Schäuble hatte sich am Wochenende vernehmen lassen, an solchen Aufkaufplänen sei "nichts dran". Sein Ministerium verbreitete: "An erster Stelle stehen die Reformanstrengungen der Mitgliedsländer selbst."

Doch allein dies wird den Euro nicht stabilisieren. So telefonierte Bundeskanzlerin Angela Merkel erst mit Frankreichs Staatspräsident François Hollande, einen Tag später mit Italiens Ministerpräsident Mario Monti. Zweimal hieß es danach, man werde "alles tun, um die Euro-Zone zu schützen".

Echter Urlaub sieht anders aus, auch für eine Kanzlerin und ihren derzeit wohl wichtigsten Minister. Die Lage muss ernst, vermutlich sogar dramatisch sein, wenn Termine für Krisentelefonate und persönliche Treffen "kurzfristig" derart eng getaktet werden. Hessens Europaminister Jörg-Uwe Hahn (FDP) will da nicht mitgehen und fordert die Bundesregierung auf, eine Klage gegen die EZB vor dem Europäischen Gerichtshof zu prüfen.

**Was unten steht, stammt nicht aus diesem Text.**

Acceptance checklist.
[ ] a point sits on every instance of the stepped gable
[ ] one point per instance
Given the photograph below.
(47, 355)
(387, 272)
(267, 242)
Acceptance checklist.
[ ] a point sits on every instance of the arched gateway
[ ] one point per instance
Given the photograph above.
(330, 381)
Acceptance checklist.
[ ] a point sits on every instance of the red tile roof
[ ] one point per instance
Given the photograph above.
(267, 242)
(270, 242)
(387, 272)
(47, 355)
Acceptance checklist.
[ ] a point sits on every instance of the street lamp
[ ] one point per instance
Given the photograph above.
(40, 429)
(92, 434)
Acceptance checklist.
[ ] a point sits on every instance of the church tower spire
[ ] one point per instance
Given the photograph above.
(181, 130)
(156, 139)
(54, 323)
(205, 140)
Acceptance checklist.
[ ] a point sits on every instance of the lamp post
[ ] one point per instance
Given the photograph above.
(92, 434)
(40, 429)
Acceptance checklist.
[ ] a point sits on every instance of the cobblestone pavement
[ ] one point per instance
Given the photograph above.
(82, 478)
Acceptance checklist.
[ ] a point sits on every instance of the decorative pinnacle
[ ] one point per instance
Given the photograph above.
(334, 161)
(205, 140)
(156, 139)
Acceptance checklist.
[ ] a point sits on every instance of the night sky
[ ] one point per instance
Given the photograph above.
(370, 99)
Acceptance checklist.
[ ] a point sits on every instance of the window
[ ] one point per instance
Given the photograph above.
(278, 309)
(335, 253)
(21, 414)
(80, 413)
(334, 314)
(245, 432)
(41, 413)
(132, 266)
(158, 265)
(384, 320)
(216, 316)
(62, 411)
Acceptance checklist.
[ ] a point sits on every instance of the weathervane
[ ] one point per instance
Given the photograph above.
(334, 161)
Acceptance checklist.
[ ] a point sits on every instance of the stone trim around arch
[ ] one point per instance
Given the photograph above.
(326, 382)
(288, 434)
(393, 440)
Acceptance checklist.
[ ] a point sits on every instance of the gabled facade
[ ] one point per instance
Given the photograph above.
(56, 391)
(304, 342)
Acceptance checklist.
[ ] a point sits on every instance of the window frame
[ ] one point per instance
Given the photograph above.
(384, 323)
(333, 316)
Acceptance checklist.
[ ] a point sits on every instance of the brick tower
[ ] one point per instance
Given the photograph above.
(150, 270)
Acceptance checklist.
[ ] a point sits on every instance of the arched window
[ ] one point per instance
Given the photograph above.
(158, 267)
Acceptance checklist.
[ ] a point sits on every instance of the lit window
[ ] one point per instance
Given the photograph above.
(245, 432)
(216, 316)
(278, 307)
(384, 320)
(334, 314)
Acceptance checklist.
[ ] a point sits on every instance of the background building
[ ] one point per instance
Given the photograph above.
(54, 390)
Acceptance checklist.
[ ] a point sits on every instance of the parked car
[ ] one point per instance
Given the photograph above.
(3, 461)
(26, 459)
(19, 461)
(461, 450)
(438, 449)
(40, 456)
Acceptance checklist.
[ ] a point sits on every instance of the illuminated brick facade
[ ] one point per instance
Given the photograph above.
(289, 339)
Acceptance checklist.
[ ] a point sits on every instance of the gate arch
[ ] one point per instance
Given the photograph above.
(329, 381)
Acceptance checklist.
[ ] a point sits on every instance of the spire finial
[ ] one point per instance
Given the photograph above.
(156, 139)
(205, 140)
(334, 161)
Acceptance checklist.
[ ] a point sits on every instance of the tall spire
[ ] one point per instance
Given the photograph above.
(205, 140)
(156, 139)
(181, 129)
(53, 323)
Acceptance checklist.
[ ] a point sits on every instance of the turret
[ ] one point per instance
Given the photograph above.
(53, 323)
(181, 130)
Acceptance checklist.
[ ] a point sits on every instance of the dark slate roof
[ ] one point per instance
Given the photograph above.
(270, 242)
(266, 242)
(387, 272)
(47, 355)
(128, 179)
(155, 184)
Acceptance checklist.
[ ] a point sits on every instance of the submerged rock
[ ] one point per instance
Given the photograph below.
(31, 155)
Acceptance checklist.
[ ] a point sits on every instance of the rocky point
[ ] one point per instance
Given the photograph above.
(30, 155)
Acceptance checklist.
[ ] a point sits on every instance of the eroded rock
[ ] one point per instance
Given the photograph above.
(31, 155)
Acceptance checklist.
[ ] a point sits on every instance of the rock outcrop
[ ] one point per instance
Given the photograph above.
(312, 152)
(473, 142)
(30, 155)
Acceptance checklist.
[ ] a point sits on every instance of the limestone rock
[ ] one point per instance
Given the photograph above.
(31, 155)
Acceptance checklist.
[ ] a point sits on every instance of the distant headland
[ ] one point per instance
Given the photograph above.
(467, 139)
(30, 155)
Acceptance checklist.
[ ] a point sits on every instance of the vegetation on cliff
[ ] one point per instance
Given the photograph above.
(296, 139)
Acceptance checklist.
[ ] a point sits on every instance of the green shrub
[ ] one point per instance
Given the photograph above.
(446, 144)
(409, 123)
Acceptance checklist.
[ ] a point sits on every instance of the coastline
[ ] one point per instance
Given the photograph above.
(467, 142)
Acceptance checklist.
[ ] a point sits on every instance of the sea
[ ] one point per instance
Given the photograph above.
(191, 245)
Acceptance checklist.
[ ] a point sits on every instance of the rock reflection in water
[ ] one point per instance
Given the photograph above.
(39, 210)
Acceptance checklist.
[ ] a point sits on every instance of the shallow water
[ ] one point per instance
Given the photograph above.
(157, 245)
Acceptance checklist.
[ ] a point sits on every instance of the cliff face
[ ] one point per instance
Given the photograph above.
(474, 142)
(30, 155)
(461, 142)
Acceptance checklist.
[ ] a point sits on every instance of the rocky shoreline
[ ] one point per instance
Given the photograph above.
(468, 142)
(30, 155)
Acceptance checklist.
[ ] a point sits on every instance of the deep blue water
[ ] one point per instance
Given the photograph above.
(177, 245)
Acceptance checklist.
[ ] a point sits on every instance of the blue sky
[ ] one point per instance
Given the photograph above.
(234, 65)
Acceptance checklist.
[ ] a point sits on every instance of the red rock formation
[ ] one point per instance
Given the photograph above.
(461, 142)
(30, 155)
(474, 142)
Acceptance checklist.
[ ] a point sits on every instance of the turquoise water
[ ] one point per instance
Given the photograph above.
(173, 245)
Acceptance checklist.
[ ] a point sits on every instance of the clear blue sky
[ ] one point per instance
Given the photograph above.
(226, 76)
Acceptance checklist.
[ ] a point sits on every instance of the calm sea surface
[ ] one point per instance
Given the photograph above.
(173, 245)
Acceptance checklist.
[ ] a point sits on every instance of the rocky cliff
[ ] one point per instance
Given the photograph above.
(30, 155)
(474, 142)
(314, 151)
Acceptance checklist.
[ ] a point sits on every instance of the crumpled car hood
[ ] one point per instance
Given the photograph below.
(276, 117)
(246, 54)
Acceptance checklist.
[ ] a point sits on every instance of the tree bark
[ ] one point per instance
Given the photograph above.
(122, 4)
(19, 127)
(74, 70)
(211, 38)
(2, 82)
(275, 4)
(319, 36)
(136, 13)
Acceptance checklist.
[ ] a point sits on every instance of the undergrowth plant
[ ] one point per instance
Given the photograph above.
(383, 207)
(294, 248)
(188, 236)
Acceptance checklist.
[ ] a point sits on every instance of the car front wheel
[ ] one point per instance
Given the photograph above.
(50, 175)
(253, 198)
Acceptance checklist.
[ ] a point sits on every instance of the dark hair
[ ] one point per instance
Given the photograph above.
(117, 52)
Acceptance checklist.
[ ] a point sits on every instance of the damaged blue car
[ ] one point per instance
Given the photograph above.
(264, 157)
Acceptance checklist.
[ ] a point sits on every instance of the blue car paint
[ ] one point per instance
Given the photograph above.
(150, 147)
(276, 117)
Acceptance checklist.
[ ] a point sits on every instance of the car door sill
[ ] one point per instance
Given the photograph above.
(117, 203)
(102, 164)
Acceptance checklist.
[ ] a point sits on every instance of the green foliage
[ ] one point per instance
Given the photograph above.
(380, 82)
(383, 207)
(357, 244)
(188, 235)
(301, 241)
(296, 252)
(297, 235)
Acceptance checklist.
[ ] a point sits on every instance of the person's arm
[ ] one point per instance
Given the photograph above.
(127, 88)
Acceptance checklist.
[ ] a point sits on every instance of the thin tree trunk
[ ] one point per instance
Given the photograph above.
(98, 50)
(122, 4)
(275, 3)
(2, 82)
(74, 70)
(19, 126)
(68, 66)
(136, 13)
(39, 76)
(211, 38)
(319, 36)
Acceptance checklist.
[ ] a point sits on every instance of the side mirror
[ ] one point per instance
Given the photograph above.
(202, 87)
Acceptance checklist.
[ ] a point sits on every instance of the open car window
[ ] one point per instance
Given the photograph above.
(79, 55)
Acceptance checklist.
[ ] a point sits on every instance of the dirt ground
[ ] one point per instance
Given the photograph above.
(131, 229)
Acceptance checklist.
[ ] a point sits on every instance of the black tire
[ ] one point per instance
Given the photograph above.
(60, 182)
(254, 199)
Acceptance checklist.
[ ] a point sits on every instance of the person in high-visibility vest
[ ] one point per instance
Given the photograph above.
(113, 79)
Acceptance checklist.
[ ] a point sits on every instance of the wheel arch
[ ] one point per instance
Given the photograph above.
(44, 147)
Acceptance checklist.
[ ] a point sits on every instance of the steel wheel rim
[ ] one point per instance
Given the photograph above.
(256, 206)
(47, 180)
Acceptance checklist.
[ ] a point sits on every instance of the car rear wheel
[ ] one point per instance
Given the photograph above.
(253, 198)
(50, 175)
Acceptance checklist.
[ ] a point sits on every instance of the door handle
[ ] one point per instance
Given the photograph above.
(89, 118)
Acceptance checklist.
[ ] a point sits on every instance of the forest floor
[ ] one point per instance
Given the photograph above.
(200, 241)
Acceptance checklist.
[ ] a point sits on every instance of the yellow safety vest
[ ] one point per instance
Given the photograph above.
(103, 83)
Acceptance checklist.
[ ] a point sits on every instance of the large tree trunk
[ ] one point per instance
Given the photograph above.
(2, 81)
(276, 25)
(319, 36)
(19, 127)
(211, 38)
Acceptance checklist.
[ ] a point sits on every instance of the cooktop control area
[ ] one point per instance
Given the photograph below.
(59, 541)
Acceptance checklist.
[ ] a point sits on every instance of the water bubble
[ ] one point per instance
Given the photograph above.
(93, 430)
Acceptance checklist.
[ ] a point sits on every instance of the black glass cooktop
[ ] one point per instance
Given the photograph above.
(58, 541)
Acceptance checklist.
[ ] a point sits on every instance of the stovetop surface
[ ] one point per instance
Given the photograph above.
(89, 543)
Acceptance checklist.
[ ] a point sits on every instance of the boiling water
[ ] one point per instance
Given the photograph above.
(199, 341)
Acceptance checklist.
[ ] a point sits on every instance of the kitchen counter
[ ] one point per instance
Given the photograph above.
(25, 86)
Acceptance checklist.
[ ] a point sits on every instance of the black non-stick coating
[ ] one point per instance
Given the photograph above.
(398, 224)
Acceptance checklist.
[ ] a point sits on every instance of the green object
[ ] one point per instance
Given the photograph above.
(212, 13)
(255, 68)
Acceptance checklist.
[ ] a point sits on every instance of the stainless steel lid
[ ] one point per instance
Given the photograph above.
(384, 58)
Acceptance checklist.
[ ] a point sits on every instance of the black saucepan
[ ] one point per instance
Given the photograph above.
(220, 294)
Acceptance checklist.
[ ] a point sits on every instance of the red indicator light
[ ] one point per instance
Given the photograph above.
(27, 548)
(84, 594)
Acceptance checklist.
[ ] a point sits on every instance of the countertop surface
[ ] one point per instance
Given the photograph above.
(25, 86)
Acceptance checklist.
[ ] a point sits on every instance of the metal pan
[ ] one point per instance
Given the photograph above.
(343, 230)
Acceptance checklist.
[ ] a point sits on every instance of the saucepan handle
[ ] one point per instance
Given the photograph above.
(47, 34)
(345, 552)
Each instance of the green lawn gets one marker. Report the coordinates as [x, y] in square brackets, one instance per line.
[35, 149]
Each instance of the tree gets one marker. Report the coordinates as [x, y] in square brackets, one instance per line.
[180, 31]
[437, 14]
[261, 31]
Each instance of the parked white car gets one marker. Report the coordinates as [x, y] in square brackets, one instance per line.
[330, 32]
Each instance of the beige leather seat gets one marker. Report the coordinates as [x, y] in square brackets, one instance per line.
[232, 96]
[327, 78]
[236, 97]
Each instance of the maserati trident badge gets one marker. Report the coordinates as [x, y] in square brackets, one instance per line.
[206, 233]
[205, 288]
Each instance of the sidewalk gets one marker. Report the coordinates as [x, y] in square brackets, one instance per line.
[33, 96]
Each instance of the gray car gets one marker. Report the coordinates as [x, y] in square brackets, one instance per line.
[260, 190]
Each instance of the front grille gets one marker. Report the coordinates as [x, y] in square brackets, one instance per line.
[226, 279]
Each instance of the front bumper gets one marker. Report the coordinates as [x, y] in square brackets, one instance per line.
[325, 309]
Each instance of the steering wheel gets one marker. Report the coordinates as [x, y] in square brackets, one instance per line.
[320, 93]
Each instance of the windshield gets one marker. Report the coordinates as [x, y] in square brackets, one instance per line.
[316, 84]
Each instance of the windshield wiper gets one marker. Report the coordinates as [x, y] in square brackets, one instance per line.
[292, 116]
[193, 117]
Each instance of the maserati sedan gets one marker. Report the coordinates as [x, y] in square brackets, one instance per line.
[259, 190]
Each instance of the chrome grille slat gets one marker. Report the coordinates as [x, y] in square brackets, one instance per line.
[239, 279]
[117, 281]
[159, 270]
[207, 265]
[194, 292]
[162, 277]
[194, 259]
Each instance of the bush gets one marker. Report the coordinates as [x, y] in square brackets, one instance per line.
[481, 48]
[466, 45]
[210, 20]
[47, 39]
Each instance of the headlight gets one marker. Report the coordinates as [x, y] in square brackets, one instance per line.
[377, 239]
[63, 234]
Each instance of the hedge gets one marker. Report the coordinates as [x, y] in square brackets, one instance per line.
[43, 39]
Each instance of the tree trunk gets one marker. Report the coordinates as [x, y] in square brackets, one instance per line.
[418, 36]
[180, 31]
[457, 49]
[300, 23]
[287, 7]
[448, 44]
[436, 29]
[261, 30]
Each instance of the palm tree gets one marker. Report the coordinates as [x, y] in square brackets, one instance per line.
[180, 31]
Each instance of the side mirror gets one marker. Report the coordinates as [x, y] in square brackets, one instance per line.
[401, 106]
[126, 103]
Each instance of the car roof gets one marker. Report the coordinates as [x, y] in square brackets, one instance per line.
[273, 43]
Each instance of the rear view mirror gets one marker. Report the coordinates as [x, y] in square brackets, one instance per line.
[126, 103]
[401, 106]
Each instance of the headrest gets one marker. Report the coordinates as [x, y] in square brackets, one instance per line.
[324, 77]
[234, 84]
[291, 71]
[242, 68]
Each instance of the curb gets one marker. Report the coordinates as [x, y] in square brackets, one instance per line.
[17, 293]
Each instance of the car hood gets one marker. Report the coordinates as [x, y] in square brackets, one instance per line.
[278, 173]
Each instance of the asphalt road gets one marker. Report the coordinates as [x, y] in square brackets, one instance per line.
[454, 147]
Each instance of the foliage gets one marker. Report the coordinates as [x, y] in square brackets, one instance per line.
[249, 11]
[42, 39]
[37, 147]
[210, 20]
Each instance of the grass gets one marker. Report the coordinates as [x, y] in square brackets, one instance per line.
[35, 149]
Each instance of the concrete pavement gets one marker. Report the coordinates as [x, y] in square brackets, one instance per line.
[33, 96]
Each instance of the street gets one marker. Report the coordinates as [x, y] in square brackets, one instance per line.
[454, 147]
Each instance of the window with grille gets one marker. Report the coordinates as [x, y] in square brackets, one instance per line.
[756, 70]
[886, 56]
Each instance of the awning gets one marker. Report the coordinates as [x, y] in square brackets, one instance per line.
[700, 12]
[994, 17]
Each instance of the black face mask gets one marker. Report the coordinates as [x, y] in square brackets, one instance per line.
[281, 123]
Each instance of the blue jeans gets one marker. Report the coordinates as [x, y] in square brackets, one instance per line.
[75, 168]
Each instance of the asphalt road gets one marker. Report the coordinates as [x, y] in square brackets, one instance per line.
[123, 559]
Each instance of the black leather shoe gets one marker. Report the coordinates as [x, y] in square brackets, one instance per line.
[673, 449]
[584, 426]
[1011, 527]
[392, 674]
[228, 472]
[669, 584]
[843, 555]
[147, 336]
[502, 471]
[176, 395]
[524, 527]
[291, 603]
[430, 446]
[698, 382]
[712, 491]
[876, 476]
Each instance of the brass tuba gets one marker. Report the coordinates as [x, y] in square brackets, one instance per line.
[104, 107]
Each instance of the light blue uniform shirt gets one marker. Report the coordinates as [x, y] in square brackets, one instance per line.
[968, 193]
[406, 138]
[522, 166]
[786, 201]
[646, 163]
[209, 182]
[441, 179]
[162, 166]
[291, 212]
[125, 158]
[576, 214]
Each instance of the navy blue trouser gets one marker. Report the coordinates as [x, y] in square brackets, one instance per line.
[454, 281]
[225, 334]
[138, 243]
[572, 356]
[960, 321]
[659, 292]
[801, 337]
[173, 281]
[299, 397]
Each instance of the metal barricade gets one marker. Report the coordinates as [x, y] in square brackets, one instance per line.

"Es ist an der Zeit, den Werkzeugkoffer des Vertrages von Lissabon zu öffnen und zu schauen, wie man sicherstellt, dass die EZB dazu gebracht werden kann, sich originär um ihren Auftrag zu kümmern", sagte er der Zeitung "Die Welt."

Euro-Gruppenchef Juncker verlangt ein unmissverständliches Zeichen: "Wir sind an einem Punkt angekommen, an dem wir mit allen verfügbaren Mitteln überaus deutlich machen müssen, dass wir fest entschlossen sind, die Finanzstabilität der Währungsgemeinschaft zu gewährleisten", sagt Juncker der "Süddeutschen Zeitung". Dann reizt es Juncker noch zu einer Spitze gegen Deutschland, wenn auch in Frageform: "Wieso erlaubt sich Deutschland eigentlich den Luxus, andauernd Innenpolitik in Sachen Euro-Fragen zu machen? Warum behandelt Deutschland die Euro-Zone wie eine Filiale?"

Der Luxemburger bezieht dies auf Deutungen aus Deutschland, wonach hierzulande schon erklärt werde, was in dem Bericht der Troika über Griechenland stehen werde, bevor diese ihn überhaupt vorgelegt habe. Anfang September soll der Report von Europäischer Kommission, EZB und Internationalem Währungsfonds (IWF) über griechische Reform- und Sparanstrengungen vorliegen.

Die CSU, die bereits bei der Winterklausur ihrer Landesgruppe im Bundestag das Ausscheiden eines Staates aus der Euro-Zone "als letztes Mittel" ausdrücklich gebilligt hatte, ist jedenfalls sauer auf Juncker. Dieser hatte Forderungen nach einem Austritt Griechenlands explizit als "Geschwätz" bezeichnet. CSU-Chef Horst Seehofer hatte dem FDP-Vorsitzenden Philipp Rösler zuvor "uneingeschränkt Recht" für dessen Aussage gegeben, ein Austritt Griechenlands aus der Euro-Zone habe mittlerweile seinen Schrecken verloren.

Der frühere britische Premierminister Tony Blair schwört Europa darauf ein, "alle zu zwingen, die großen Entscheidungen zu treffen, und zwar gemeinsam". Via "Bild"-Zeitung lanciert Blair eine Idee, mit der er nicht zur Freundin Merkels werden kann: "Deutschland muss einer Form der Vergemeinschaftung von Schulden zustimmen (...) und gleichzeitig steuerliche Anreize in Aussicht stellen, die dann auch umgesetzt werden." Merkel lehnt dies rigoros ab.